Today we’d view the familial relationship of the daughter and her parents and look at things from a psychological view rather than a religious view. Instead of viewing the daughter’s sins, a psychological view would assess her childhood to pin point the origin of her flaw and unruly behavior. Based on the context she did not value family, which is illustrated in the murder of her parents and children, psychologically a situation from the past would be the source of the daughter’s behavior or attitude towards family. Comparatively, it can be argued that the fiends control over her is just that powerful to turn the daughter against her loved ones and children.
A curious moment is the poem is the daughter’s contrition. What was the cause of the heartbreak? Did finally see her misdeed from a human perspective or was it the bishops hesitance to properly address her confession unbearable? Although the poem offers a lesson its incompleteness leaves me guessing.

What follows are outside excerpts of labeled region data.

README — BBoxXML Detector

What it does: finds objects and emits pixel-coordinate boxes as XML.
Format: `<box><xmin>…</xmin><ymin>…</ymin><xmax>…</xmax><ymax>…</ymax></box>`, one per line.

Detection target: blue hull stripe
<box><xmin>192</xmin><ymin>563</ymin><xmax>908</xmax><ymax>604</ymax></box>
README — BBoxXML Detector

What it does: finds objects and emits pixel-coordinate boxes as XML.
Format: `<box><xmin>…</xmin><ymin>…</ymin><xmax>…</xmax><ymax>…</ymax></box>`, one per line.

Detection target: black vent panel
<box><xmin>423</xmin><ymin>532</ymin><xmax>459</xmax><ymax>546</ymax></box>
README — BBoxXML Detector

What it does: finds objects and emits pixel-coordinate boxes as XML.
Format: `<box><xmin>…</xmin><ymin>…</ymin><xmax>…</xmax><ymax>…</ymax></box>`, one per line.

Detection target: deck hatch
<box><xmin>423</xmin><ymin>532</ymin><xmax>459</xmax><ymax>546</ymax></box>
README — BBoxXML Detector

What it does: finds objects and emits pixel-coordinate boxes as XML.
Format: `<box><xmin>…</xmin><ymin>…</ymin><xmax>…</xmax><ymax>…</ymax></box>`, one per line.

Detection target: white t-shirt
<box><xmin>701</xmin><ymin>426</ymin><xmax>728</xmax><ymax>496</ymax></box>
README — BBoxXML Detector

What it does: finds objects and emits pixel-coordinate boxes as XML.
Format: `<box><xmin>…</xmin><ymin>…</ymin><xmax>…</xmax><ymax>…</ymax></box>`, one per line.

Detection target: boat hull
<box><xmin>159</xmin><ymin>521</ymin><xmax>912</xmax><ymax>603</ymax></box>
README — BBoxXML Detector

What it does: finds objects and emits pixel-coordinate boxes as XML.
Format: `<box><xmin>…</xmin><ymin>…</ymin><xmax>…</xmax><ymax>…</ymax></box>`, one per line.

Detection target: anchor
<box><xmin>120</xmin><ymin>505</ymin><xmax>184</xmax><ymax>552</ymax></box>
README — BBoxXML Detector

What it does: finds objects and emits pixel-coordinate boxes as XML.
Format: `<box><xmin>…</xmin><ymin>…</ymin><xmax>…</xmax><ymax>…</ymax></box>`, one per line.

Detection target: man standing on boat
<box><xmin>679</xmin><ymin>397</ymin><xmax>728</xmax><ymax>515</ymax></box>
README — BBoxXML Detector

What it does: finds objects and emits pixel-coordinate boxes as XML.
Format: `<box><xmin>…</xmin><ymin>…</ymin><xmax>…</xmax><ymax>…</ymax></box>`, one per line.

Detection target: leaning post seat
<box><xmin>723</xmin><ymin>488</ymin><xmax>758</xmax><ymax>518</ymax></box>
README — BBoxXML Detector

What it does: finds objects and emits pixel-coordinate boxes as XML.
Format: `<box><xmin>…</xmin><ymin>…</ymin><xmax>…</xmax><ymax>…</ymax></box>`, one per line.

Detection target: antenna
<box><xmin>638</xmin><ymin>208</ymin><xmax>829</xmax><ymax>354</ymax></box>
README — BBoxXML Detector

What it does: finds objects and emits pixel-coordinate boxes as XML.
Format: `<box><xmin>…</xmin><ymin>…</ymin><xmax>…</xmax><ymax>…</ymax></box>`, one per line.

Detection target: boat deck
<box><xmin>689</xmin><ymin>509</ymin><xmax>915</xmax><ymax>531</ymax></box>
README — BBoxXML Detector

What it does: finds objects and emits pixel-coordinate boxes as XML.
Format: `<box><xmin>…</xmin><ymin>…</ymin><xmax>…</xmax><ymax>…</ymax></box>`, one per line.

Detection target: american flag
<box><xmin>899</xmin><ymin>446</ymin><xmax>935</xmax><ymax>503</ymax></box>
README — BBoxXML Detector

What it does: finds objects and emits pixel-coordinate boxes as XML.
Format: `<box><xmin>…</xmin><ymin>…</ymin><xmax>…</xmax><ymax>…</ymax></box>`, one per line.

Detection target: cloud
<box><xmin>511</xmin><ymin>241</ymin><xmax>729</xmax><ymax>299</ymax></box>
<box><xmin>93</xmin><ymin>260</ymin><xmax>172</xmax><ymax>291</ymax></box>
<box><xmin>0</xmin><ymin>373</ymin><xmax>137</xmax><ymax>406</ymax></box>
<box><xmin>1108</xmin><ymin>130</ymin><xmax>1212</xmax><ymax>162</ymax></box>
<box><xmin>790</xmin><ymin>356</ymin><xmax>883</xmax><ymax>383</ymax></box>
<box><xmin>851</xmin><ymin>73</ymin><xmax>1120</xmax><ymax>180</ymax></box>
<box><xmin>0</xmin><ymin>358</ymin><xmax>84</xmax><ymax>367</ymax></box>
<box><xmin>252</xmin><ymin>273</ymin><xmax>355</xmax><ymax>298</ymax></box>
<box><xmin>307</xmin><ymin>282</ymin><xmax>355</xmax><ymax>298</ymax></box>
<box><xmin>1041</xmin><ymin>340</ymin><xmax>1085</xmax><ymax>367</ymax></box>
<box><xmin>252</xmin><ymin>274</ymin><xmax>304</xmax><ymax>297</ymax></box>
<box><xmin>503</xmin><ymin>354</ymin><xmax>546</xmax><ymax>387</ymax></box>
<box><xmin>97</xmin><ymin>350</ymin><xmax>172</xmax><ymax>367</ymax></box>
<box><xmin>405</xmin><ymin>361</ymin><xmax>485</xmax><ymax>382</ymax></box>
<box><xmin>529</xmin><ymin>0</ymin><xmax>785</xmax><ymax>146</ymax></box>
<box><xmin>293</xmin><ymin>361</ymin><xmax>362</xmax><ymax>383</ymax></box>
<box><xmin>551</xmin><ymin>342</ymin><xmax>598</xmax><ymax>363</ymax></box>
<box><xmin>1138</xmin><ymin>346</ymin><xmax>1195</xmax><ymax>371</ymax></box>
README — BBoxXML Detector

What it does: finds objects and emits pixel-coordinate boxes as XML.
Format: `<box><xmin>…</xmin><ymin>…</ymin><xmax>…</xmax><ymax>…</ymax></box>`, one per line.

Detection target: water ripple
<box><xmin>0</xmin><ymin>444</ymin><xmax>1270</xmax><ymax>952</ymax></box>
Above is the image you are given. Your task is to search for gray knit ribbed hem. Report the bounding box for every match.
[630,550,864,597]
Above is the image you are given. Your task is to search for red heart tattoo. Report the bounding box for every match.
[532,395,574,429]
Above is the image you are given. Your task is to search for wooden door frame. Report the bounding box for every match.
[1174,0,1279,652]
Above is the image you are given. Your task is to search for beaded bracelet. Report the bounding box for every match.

While I like and agree with Rosenwein’s theory that throughout history, and even now, people operate in emotional communities, for my own research of medieval texts, I would prefer methods closer to those used in McNamer’s “Feelings.” As Rosenwein describes it, tons of diverse, yet connected, sources must be gathered and then analyzed for “gestures” of emotion before speculating on the emotional community that may have existed. Even though the heavy reliance on speculation is also present in McNamer’s method, I like that she uses historical context and then reads deeply into the text, using all those English major skills we’ve been honing. Her readings of the two works, though not entirely clear to me, we’re interesting and unique. I have read Sir Gawain before but probably just skimmed right over the stanza she analyzes so extensively. Her focus on the performity of the texts (and of emotion) also struck me as something that definitely should be taken into account when working with medieval literature.